Ni une ni deux, les autres maisons d’édition se sont engouffrée­s dans la brèche: « Gâteaux simplissim­es », « Cuisine super facile » chez Marabout ou « la Cuisine pour les nullissime­s » chez First sur le même principe et avec la même maquette. Mallet lui-même a exploité son idée à l’infini, « Simplissim­e Light », « Simplissim­e desserts », « Simplissim­e dîners chic », « Simplissim­e terrines et foies gras les plus faciles du monde »… On attend le « Simplissim­e pâtes » pour janvier. « A elle seule, cette collection représente 18% de parts de marché de l’édition cuisine », annonce fièrement Céline Le Lamer, directrice projet cuisine d’Hachette Pratique.

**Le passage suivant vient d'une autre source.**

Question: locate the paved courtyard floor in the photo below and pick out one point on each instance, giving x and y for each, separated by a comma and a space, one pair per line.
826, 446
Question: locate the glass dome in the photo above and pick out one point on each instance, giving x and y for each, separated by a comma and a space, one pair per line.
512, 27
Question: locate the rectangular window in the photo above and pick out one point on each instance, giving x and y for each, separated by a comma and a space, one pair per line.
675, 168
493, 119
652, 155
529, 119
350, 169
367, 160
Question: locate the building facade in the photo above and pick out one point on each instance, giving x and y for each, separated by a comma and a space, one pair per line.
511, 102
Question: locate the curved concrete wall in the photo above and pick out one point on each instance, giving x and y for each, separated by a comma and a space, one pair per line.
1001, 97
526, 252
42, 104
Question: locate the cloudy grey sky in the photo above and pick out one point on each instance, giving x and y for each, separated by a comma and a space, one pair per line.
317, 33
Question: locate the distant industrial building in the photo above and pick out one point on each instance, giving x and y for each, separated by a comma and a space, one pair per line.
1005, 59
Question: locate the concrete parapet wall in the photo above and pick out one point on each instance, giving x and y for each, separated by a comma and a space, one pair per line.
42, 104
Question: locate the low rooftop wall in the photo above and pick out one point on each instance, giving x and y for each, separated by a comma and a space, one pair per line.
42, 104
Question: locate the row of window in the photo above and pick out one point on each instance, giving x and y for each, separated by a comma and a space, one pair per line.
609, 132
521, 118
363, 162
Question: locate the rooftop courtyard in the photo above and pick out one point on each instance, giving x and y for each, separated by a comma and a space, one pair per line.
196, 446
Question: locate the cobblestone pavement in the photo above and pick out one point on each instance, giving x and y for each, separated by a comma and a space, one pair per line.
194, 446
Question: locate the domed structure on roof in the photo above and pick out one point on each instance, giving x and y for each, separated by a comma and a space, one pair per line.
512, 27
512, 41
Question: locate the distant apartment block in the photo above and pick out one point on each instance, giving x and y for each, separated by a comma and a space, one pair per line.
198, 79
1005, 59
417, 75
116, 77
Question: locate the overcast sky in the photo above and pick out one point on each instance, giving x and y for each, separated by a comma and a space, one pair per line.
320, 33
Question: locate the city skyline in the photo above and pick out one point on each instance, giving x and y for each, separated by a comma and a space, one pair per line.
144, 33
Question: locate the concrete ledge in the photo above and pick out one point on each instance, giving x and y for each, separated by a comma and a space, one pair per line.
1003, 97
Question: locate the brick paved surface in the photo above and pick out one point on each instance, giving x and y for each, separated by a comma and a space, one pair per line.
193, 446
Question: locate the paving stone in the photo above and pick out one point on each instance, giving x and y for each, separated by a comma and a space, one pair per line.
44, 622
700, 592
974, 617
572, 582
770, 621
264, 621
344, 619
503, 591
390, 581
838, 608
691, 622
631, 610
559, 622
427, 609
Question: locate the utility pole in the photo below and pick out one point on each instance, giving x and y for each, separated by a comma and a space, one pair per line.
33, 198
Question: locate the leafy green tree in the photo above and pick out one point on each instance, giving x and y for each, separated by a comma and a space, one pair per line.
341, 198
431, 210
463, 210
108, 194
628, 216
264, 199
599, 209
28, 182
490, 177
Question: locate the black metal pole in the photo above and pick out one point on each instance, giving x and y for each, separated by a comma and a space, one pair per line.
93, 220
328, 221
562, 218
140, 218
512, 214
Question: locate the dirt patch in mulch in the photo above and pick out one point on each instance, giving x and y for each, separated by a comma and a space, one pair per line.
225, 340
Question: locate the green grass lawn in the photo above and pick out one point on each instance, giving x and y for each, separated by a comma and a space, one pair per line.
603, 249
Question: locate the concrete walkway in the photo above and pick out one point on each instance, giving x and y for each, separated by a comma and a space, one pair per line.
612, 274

Bonne nouvelle pour un marché qui patinait depuis quelques années.

Si ce phénomène a incontesta­blement « fait remonter les ventes du secteur », confirme l’institut d’études GfK, les chiffres baissaient régulièrem­ent depuis le pic de 2012, qui correspond­ait à l’explosion des livres-coffrets (un livre de recettes vendu avec ses ustensiles) et les ouvrages à tout petit prix consacrés à une marque culte comme « la Vachequi-rit, les 30 recettes » ou le best-seller « le Nutella », qui avaient explosé les records avec 500 000 exemplaire­s vendus. Jusqu’à saturation.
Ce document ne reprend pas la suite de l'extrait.